Bayangin, sore-sore di tepi sungai, piknik bareng keluarga, semua tampak damai. Pasangan suami-istri ini punya lima anak, hidupnya adem ayem di pedesaan Polandia pada 1943.
Tapi begitu mereka pulang ke rumah, kamu mulai merasakan ada yang janggal. Rumahnya sih kayak villa gede yang kebunnya luas, ada kolam renang. Warnanya terang, jauh deh dari kesan horor.
Di belakangnya ada tembok beton tinggi dikasih kawat berduri, dan di balik itu ada bangunan gelap yang kelihatan gak ramah sama sekali. Berbanding jauh sama rumah mereka.
Semacam pabrik yang berdengung terus. Tapi dengungan logam yang kadang diselipin teriakan, gonggongan anjing, sama bunyi tembakan.
Baru pelan-pelan ngeh, mereka tinggal sebelahan sama Auschwitz era Nazi. Si bapak adalah Rudolf Höss, komandan kamp yang jadi otak bikin Auschwitz superefisien dalam membunuh.
Sutradara Jonathan Glazer gak pernah ngasih kita lihat kekejaman di dalam kamp. Jauh dari adegan sadis karena korban gak muncul di layar.
Baca juga: 3 Film Oscar yang Ditayangkan Ulang |
Tapi justru itu letak horornya. Serangan-serangan yang datang dari suara-suara yang nyelip ke telinga.
Otak manusia itu, kalau dikasih visual jelas, rasa takutnya malah bisa cepat reda. Tapi kalau cuma dikasih suara samar, otak bakal kerja lembur. Muncul lah imajinasi yang biasanya lebih serem daripada apa pun yang bisa direkam kamera.
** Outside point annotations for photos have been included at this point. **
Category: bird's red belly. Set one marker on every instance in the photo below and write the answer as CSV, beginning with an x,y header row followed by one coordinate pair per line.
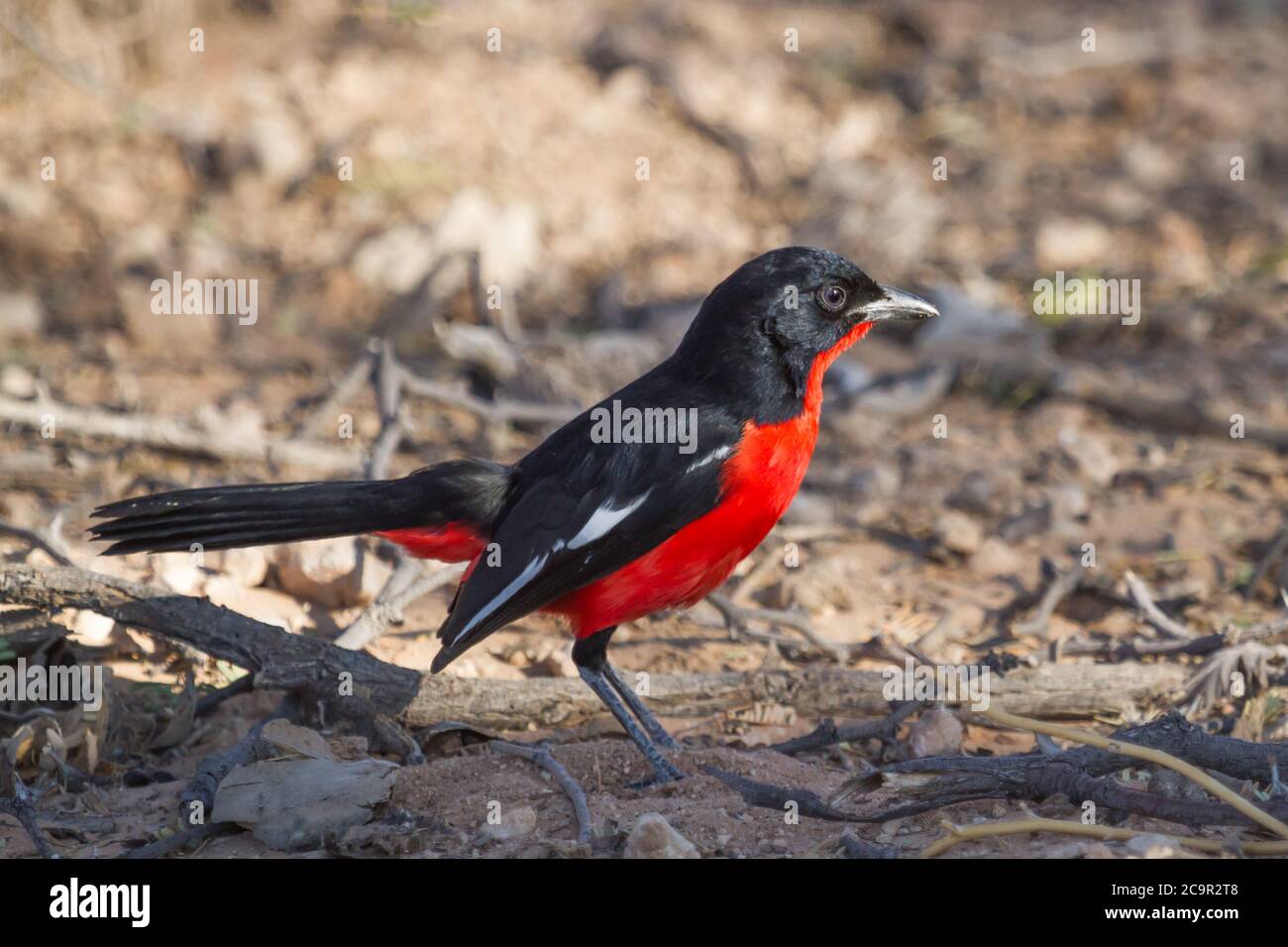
x,y
760,479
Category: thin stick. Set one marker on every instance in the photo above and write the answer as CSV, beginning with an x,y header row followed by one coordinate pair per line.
x,y
1154,615
1024,826
174,434
47,544
1141,753
492,411
21,808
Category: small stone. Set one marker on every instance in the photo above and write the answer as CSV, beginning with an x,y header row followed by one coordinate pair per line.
x,y
17,381
1153,847
975,493
1067,244
1090,454
21,316
958,532
996,560
333,574
935,733
655,838
879,480
515,823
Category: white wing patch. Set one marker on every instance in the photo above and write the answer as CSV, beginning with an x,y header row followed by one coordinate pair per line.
x,y
717,454
603,519
599,525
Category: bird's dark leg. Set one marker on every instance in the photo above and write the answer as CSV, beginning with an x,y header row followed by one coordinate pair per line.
x,y
642,712
589,655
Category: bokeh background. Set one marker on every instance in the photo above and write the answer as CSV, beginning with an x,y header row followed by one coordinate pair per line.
x,y
377,166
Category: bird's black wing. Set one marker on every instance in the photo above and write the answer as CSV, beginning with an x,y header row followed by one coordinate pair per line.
x,y
580,510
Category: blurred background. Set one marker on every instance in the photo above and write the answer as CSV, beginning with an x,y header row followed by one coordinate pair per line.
x,y
526,202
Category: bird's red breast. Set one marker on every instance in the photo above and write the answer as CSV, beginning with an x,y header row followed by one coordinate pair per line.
x,y
759,479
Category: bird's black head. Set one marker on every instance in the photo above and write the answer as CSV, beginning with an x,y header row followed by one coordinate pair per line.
x,y
793,311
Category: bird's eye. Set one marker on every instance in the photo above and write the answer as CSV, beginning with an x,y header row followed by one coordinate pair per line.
x,y
833,298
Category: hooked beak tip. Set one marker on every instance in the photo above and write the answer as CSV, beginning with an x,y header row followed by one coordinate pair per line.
x,y
898,304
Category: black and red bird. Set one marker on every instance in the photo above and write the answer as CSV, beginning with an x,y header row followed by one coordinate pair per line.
x,y
597,530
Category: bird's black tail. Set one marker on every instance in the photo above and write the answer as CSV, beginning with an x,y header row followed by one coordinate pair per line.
x,y
467,491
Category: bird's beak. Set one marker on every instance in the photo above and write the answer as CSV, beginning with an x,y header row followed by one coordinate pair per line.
x,y
897,304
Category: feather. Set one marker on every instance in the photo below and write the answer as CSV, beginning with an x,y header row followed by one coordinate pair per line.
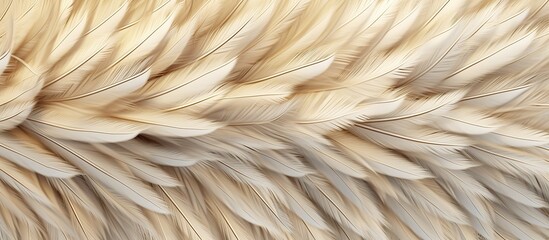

Kamu pasti udah pernah denger efek zeigarnik versi horor yang artinya, otak itu gak suka ada misteri yang gak kelar. Kalau kita dengar suara aneh dan gak tahu asalnya, pikiran kita bakal muter-muter nyari jawaban, bahkan setelah adegannya selesai.
Kamu bayangin, malam-malam rebahan di kasur, tiba-tiba mendengar suara samar langkah kaki dan jeritan. Udah kayak alarm yang otomatis bikin tubuh siaga.
Ini bukan cuma teori film The Zone of Interest. Di dunia nyata, suara juga dipakai buat bikin orang tersiksa. Contoh ekstremnya, beberapa tahanan teroris dilaporkan dipaksa mendengar musik keras 24 jam nonstop.
Bukan lagu serem yang dipakai, tapi lagu-lagu ceria, lagu anak-anak atau pop. Tujuannya biar otak mereka gak pernah istirahat, bikin stres numpuk, sampai mentalnya drop.
Suara itu kayak gak ngasih ruang buat bernapas. Seolah kamu diajak bertetangga dengan neraka dunia yang tiap malam menghasilkan cahaya oranye dari krematorium diiringi jeritan samar.